The core idea is simple: once your regular pre-tax 401(k) and employer match are accounted for, any remaining space up to the $70,000 limit can be filled with after-tax contributions. Those after-tax dollars are then converted to Roth—where future growth becomes tax-free.

Example: 2025 Mega Backdoor Roth Contribution Breakdown

Contribution Type Tax Treatment Amount Counts Toward $70,000 Limit
Employee 401(k) Contribution Pre-tax $23,500 Yes
Employer Match Pre-tax $4,000 Yes
After-Tax 401(k) Contribution After-tax $42,500 Yes
Total 401(k) Contributions $70,000 Max Allowed

12. Medical Expenses (Medicare)

I won’t get too detailed into medical costs here, but this is an important area to understand as you approach retirement. The most common form of coverage for retirees is Medicare; however, it does not function like a typical employer-sponsored health plan. Notably, Medicare generally does not cover dental, vision, hearing care, or—most importantly—long-term care, which can become a major expense later in life.

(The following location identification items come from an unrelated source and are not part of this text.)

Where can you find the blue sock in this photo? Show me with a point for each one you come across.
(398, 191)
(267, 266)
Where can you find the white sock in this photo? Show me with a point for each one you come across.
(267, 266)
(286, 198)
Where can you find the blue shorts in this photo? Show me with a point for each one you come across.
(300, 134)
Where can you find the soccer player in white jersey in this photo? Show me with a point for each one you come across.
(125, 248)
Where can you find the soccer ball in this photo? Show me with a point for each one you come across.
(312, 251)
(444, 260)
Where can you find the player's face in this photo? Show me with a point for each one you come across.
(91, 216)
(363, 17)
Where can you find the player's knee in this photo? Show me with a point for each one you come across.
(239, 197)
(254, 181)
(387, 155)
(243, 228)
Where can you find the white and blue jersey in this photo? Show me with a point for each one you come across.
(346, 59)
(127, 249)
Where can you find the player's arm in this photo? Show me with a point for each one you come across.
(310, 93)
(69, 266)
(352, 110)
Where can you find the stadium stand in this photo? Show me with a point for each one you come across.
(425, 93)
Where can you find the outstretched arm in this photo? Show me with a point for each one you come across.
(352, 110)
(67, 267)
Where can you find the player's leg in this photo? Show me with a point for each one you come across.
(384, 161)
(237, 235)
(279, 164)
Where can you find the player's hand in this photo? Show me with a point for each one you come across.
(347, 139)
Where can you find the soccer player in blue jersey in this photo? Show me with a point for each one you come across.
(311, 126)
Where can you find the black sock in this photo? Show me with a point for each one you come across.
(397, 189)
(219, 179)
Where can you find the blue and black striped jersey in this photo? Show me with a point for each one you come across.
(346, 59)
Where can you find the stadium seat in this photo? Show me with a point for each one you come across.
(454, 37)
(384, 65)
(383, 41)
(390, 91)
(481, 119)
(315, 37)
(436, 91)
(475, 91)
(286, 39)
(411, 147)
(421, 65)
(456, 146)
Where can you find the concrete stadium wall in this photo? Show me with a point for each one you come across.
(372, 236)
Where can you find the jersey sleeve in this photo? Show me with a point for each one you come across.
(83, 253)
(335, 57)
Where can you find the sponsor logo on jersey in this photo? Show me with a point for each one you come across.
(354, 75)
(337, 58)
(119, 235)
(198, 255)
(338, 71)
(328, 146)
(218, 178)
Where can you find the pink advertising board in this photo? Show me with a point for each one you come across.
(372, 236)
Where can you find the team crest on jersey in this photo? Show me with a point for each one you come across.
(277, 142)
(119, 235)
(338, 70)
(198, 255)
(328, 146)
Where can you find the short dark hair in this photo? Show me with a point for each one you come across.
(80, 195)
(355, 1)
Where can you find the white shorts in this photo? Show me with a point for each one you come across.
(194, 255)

It’s important to understand the various components of Medicare, including Parts A, B, C, and D, as well as optional Medigap coverage. You'll have to choose between 'Original Medicare' Part A and B, then add-on drug benefit Part D or go with Medicare Advantage 'Part C'.  Original Medicare offers greater access to more doctors, but is more expensive and most get Medigap to hedge future expenses.

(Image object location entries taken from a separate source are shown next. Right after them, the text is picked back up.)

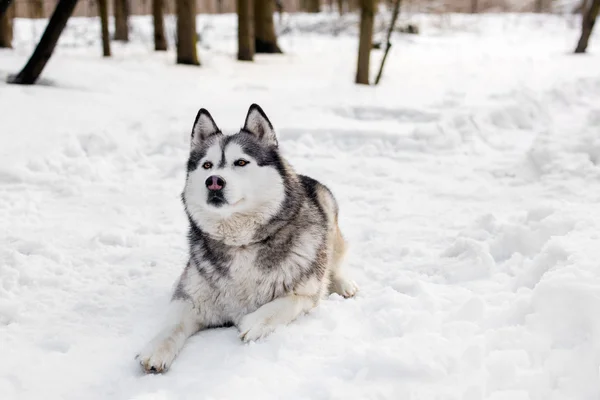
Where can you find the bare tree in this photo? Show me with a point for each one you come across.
(245, 12)
(367, 16)
(312, 6)
(36, 8)
(160, 42)
(539, 6)
(588, 20)
(265, 40)
(4, 4)
(121, 13)
(388, 46)
(103, 10)
(42, 53)
(186, 33)
(6, 21)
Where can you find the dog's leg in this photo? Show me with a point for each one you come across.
(280, 311)
(339, 283)
(183, 321)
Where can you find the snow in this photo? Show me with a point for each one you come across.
(469, 190)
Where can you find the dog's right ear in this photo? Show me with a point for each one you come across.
(204, 127)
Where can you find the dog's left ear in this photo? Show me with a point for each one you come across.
(259, 125)
(204, 127)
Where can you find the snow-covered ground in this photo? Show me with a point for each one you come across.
(469, 184)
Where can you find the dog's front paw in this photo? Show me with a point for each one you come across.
(345, 287)
(157, 356)
(254, 326)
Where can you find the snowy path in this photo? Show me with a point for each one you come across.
(469, 186)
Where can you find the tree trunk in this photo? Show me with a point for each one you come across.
(264, 27)
(395, 14)
(312, 6)
(186, 33)
(367, 16)
(245, 30)
(121, 12)
(4, 4)
(6, 21)
(539, 6)
(103, 10)
(160, 42)
(42, 53)
(588, 21)
(36, 9)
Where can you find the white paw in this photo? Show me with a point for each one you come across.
(254, 326)
(345, 287)
(157, 356)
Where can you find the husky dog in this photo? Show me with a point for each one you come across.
(264, 242)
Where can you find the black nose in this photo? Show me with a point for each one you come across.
(215, 182)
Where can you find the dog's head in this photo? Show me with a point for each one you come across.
(240, 174)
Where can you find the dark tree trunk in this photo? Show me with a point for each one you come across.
(312, 6)
(160, 42)
(367, 16)
(4, 4)
(36, 8)
(264, 27)
(588, 20)
(42, 53)
(6, 21)
(245, 11)
(539, 6)
(186, 33)
(121, 13)
(103, 10)
(388, 46)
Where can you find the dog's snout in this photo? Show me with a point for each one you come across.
(215, 182)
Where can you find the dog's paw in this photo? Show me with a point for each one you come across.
(254, 327)
(157, 357)
(345, 287)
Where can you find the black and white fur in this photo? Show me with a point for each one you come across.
(264, 242)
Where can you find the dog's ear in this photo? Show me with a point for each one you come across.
(259, 125)
(204, 127)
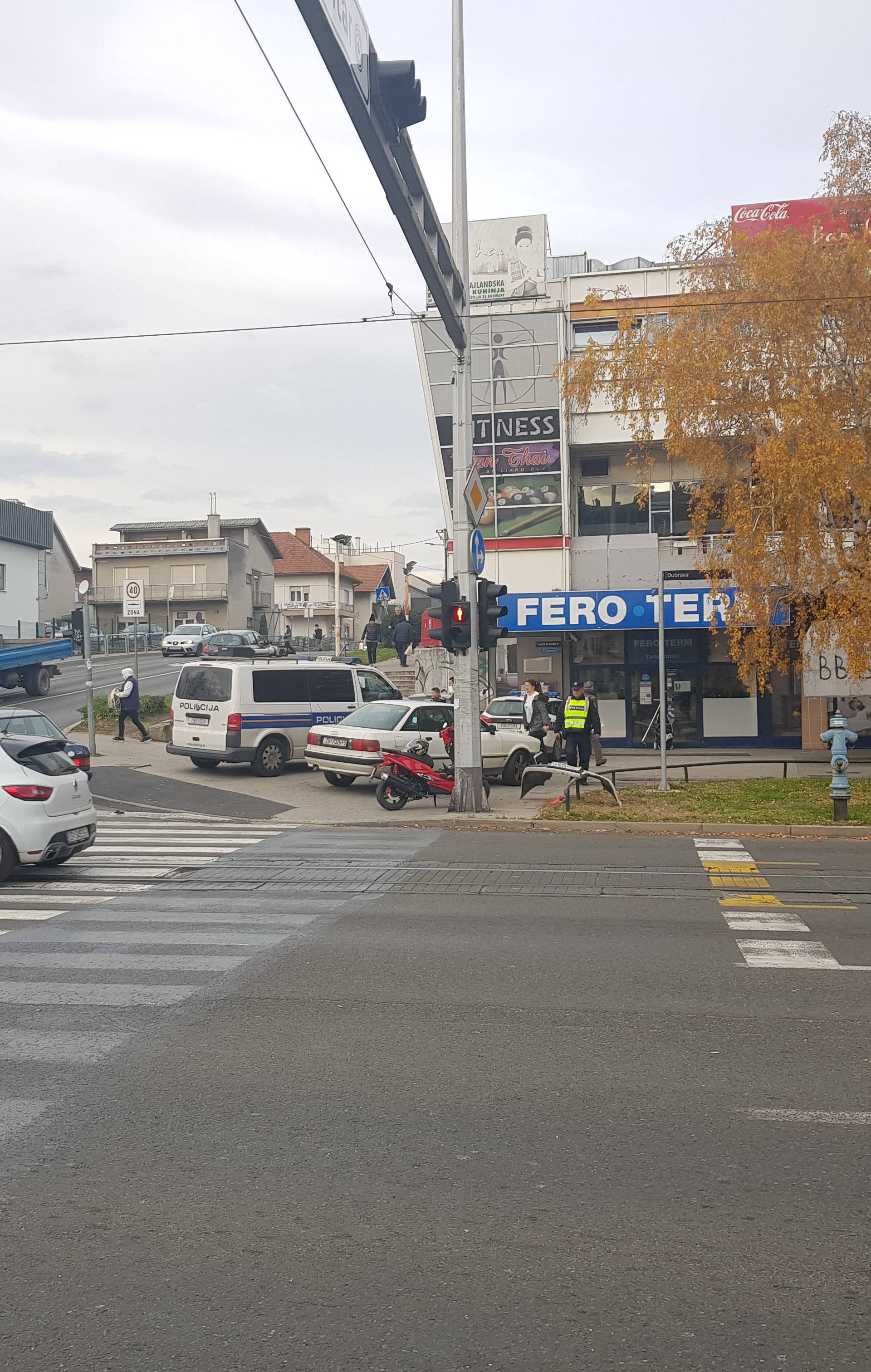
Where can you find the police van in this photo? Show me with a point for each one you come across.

Equally important is recognizing Medicare’s cost structure. Original Medicare does not have an annual out-of-pocket maximum, meaning costs can accumulate without supplemental coverage. In addition, long-term care expenses—such as assisted living or nursing home care—are largely excluded and require separate planning and can reach $100,000 per year.

Medicare PartWhat It IsDetails
AHospital InsuranceHospital care, short term nursing home, hospice and home health care.  This doesn't cover long-term care.
BMedical InsuranceDoctors, health care providers, outpatient care, medical equipment, wellness services.  There is no max limit on deductible.
CMedicare AdvantageAlternative to 'Original Medicare' from a private company.  It can provide more benefits like Dental, vision, hearing, etc.
DDrug coveragePrescription drugs.

Finally, Medicare premiums are income-based. Premiums for Parts B and D are determined by your Modified Adjusted Gross Income (MAGI) from prior years, and higher income levels can trigger IRMAA (Income-Related Monthly Adjustment Amount) surcharges. For higher-income retirees, these surcharges can significantly increase monthly premiums, making income and tax planning an important part of managing healthcare costs in retirement.